A Nurse’s Journey 

Caitlin Murphy ’09 has learned a great deal about life, and about cancer, through her nursing career. Most significantly, her patients have taught her that cancer may go into remission, but its effects are long lasting in many ways. “You may garner your physical strength and move forward, but the psychological and spiritual challenge that was brought about through the whole diagnosis will always be a part of the patients’ and their families’ lives,” she says.

After graduating from Saint Mary’s, Murphy worked as a registered nurse in the oncology unit at Baylor University Medical Center in Dallas, Texas, through June 2010. She is now a nurse clinician at Northwestern Medical Faculty Foundation in Chicago.

Murphy’s work as an oncology nurse was to find her place in each of her patient’s journeys through treatment. She says that role, for her, was a perfect blend of “scientific innovation and knowledge with personal compassion and spiritual understanding.” Her experiences with patients at Baylor, “sealed my fate,” as she puts it, in the nursing profession.
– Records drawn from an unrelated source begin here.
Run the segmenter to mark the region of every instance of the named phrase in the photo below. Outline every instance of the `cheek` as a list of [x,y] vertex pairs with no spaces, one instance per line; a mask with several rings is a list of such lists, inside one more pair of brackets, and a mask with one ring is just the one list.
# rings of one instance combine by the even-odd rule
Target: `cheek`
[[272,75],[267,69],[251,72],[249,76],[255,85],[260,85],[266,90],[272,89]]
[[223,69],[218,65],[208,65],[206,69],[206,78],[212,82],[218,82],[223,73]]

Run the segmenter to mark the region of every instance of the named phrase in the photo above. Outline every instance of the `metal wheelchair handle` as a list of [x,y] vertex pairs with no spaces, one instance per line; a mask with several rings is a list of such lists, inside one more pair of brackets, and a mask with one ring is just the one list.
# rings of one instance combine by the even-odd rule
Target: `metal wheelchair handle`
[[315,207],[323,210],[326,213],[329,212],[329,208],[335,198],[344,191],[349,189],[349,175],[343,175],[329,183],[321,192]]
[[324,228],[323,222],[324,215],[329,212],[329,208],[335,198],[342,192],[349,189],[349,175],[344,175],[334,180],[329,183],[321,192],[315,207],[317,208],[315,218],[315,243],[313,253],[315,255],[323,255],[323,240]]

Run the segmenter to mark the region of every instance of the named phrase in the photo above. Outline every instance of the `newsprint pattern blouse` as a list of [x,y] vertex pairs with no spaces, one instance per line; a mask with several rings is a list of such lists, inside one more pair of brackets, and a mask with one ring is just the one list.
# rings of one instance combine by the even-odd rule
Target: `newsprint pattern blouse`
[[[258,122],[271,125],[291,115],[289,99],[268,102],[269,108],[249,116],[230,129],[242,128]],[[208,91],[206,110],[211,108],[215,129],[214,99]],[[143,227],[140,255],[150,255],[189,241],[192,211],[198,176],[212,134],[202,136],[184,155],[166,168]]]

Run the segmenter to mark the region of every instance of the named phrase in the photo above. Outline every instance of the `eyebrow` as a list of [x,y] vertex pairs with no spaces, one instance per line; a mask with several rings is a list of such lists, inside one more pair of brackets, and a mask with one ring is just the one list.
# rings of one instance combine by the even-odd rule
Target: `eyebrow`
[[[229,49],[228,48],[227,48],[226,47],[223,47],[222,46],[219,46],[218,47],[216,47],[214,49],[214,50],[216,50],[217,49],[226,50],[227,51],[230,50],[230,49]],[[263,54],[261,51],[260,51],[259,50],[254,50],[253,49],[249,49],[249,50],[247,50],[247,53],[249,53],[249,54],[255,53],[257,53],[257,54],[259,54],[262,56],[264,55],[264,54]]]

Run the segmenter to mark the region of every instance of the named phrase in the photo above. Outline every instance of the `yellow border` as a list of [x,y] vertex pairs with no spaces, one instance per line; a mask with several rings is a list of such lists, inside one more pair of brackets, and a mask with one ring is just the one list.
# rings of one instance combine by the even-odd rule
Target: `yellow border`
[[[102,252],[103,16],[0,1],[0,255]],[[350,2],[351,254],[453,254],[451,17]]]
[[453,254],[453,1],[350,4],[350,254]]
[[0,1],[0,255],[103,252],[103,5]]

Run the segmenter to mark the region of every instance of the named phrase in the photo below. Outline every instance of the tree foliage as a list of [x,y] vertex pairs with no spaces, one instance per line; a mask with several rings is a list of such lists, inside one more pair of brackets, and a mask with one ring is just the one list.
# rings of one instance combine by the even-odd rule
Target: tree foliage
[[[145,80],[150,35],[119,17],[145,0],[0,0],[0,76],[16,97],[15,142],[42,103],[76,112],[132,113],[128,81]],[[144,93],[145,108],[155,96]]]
“I simply love caring for patients who require my critical thinking, adaptation, fast and confident decision-making, flexibility—all the while maintaining the personal and spiritual journey that commences with serious diagnoses,” Murphy says.

Her education through Saint Mary’s nationally accredited nursing program helped Murphy cultivate those qualities. The hands-on experience she received through clinical field placements now seems invaluable. She and her fellow nursing students spent long hours at South Bend area hospitals prepping for rounds with their professors, contributing to patient treatment plans, and learning to make decisions that would positively affect the lives of real patients. 

She says the nursing department became part of her extended family, her home away from home. “Courses were challenging, hours spent in lecture and lab were long, but our professors’ doors, and our peers’ doors, were always open. The sense of community was immense. We were all in it together,” says Murphy.  

Now Murphy is taking what she learned at Saint Mary’s, and through her first job as an oncology nurse, to patients at the Northwestern Medical Faculty Foundation. Every day, she challenges herself to make a difference in the world by touching the lives of her patients.

“I would like to believe that my world right now is a small population of patients that I care for on a daily basis,” says Murphy. “But, the more I learn here, the more I open up opportunities for myself to be part of mission work, cancer research, pro bono clinic work, health care education, and ultimately health care reform.”